How to Sell Yourself as a Designer in Portland

portland_graphicCongratulations! You moved to Portland to start your career as a graphic designer. You’ve just joined the ranks of the young, gifted and under-employed. Before you thrown in your organic cotton towel and head to the barista stand, try these foolproof tips to achieving creative success in the weirdest city in America.

Forget all the portfolio rules and marketing guidelines you learned at that Midwestern state school. In Portland, we do things differently. We value the obscure, the weird, the artisan, and the independent. So ditch that insurance brochure from your portfolio and re-vamp your image Portland-style.

Design a Hipster Logo

You pretty much have to do this first thing. Stop what you are doing right now, get out your protractor and get to work on a hipster logo. Portlanders LOVE those all-black logos that are rough around the edges with rugged type and text on a curve. Your logo should be contained in a seal shape or oriented around an “x”. Stuck? Visit any number of artisan coffee shops for inspiration.

Obsess on the #PDXCarpet

That’s right, the best airport carpet on the planet is in your hometown (or WAS in your hometown). Now that it’s being replaced with a new pattern, it is time to get serious about your affection for the ORIGINAL PDX Carpet. Not only does this floor covering pattern come with its own hashtag and social media accounts, but a myriad of products exist to excite and delight you. Share these products and all carpet updates excessively across all of your networks. Wax nostalgic about its removal to your soon-to-be-numerous fans. Bonus points for creating your OWN #PDXCarpet product (wrapping paper, lamp shade, branded beard wax).

Brand your Dog

Your dog IS a part of your family and most importantly, your BRAND. Illustrate your dog in whatever illustration style is trendy right now, and give that pup the fandom he deserves by setting up his own social media account. Start a web comic series devoted only to him and don’t forget to hashtag all your cute photos. #SparkyPants. You don’t have a dog!? You DO know about the Oregon Humane Society’s call to End Petlessness don’t you? Cats, birds, rabbits, and lizards are also completely acceptable and may get you extra “weird” points.

Let the Fucks Fly

Portlanders are really fucking comfortable with cursing. To show how comfortable you are with the fucking f-word, integrate a “fuck” into at least one personal design piece for your online portfolio. Some sample choice phrases are: “Fuck Haters,” “Cool as Fuck,” or “No Fucks Given.” Ready to commit to Portland? Tattoo that fucker!

Identify Yourself

What’s in a name? Well, as it turns out, not much. In Portland, naming your design business is as easy as picking two of your favorite things that have nothing to do with each other and pair them up! Curry Summer. Parade Roses. Rain Balloons. Be sure to call yourself “a studio,” even if it is just you and ol’ Sparky Pants in your pajamas all day.

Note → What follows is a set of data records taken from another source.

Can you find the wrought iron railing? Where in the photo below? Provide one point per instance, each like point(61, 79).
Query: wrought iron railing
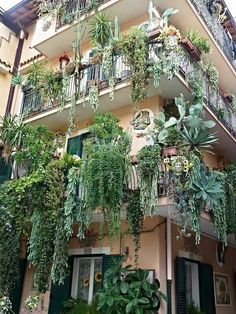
point(77, 8)
point(213, 97)
point(220, 34)
point(94, 74)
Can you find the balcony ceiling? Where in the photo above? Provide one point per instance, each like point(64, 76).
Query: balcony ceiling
point(55, 43)
point(186, 19)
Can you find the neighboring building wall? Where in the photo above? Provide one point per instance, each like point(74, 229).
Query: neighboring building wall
point(152, 255)
point(207, 252)
point(8, 45)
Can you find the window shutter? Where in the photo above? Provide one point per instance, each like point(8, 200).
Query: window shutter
point(181, 286)
point(15, 295)
point(207, 297)
point(5, 170)
point(109, 261)
point(74, 146)
point(61, 293)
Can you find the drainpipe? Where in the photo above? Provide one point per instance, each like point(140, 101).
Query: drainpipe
point(15, 70)
point(169, 265)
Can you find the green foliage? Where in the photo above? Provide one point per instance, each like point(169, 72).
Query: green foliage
point(134, 48)
point(192, 309)
point(65, 228)
point(94, 97)
point(75, 306)
point(103, 171)
point(148, 170)
point(129, 292)
point(230, 190)
point(135, 217)
point(12, 133)
point(9, 260)
point(33, 146)
point(101, 30)
point(200, 42)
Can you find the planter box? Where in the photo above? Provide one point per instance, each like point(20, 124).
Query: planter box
point(191, 49)
point(154, 33)
point(170, 151)
point(228, 97)
point(93, 83)
point(124, 74)
point(103, 84)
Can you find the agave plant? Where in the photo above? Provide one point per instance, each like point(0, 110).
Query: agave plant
point(101, 30)
point(198, 138)
point(207, 188)
point(11, 134)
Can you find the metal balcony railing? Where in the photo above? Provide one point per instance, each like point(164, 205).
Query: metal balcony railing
point(132, 182)
point(220, 34)
point(77, 8)
point(94, 74)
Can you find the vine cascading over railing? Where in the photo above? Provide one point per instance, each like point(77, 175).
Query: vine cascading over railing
point(94, 73)
point(215, 27)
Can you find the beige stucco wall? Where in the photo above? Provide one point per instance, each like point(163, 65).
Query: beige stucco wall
point(5, 81)
point(8, 44)
point(152, 255)
point(206, 250)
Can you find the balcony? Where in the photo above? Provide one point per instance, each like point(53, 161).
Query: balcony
point(60, 35)
point(215, 103)
point(219, 32)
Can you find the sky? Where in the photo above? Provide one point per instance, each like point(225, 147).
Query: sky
point(6, 4)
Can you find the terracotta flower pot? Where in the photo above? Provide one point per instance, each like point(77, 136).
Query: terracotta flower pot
point(170, 151)
point(154, 33)
point(191, 48)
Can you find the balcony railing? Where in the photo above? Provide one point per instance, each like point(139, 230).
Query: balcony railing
point(76, 8)
point(220, 34)
point(94, 74)
point(213, 98)
point(132, 182)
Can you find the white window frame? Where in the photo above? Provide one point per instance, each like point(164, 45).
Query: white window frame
point(195, 282)
point(75, 276)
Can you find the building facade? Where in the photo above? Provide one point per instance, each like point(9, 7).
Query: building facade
point(203, 274)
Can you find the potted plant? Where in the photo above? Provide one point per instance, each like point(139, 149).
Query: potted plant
point(132, 292)
point(64, 60)
point(228, 96)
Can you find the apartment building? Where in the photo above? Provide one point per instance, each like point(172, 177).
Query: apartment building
point(203, 274)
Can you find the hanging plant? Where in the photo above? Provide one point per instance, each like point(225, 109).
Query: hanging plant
point(134, 48)
point(148, 169)
point(135, 217)
point(64, 228)
point(94, 97)
point(9, 252)
point(103, 170)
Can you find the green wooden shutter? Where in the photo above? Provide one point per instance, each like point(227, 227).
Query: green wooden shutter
point(74, 146)
point(109, 261)
point(5, 170)
point(61, 293)
point(207, 297)
point(15, 295)
point(181, 286)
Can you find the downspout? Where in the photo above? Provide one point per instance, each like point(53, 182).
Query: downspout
point(15, 70)
point(169, 265)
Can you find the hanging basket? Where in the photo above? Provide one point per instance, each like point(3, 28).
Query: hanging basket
point(170, 151)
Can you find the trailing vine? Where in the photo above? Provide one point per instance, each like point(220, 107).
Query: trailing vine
point(135, 217)
point(134, 48)
point(148, 170)
point(94, 97)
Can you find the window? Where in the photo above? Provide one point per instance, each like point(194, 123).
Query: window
point(86, 278)
point(75, 144)
point(192, 284)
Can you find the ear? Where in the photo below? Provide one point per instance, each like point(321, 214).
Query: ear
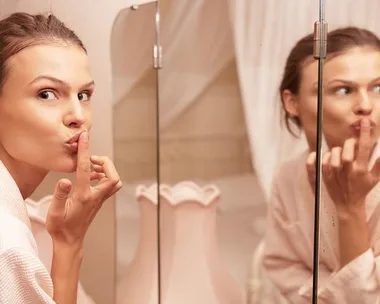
point(290, 103)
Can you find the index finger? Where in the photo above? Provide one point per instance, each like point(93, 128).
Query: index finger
point(364, 147)
point(83, 173)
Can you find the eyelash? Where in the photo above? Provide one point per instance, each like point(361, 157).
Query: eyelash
point(89, 94)
point(350, 90)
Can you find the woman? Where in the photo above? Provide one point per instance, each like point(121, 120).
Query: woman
point(350, 230)
point(45, 117)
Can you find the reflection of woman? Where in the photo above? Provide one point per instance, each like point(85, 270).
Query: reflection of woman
point(350, 213)
point(45, 92)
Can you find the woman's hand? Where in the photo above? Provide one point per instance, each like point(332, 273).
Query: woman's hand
point(345, 171)
point(70, 216)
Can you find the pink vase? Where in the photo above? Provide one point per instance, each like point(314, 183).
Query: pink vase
point(191, 268)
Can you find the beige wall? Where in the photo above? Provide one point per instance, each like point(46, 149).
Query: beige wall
point(205, 142)
point(93, 21)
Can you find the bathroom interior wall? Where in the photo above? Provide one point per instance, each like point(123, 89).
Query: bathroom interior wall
point(203, 134)
point(93, 22)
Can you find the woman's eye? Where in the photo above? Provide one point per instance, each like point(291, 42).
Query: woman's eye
point(377, 88)
point(343, 91)
point(47, 95)
point(84, 96)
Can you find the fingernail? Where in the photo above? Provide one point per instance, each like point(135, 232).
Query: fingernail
point(64, 186)
point(85, 137)
point(365, 122)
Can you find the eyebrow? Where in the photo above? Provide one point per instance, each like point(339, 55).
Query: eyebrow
point(58, 81)
point(315, 84)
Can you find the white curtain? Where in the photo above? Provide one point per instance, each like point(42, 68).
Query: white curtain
point(200, 37)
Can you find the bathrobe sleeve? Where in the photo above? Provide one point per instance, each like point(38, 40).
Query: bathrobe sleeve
point(23, 277)
point(356, 282)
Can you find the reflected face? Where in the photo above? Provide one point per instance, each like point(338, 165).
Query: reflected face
point(44, 103)
point(351, 91)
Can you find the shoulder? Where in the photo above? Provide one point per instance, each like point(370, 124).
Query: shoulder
point(291, 170)
point(14, 233)
point(24, 278)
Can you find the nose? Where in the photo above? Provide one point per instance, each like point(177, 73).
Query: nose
point(75, 115)
point(364, 106)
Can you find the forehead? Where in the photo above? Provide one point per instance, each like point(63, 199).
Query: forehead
point(68, 63)
point(356, 65)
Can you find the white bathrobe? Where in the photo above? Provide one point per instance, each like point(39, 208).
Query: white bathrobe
point(24, 278)
point(288, 254)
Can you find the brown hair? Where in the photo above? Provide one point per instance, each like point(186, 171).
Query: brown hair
point(338, 42)
point(22, 30)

Share Little About What you Actually Do

Portlanders prefer that their profiles describe themselves by their food preferences and/or an 1800s profession. Your goal is to share little about what you actually do, and if possible, be contradictory. If you feel you must identify with some creative professional field, try on “maker,” “tinkerer,” or “disruptor,” for size.

Examples: Vegan Butcher or Bacon-loving Disruptor

Love Outdated Art Forms

Find the most obscure, impractical, and financially ruinous method of printing, drawing, or painting and make it your own. Find an old machine at an estate sale, grease it back to life, and let the accolades roll. Your Summer & Spice hipster logo hand-pressed into a woolen business card is sure to win over all folks at the networking events that you won’t be attending because, shit, people come to YOU!

Write a “Think Piece” on Medium<

Not an expert on anything? Hardly grasp the English language? No problem! If you publish your opinion, people will assume you’re a real smartypants. Easily digestible lists telling other people what to do is a sure formula for success.

Now, recent transplant, you are on the right path to score that dream job with Nike, only to leave two months later and start your own studio. Congrats!

Author & Designer, Melissa Delzio, has a dog with a hashtag, and really fucking hates the PDX Carpet.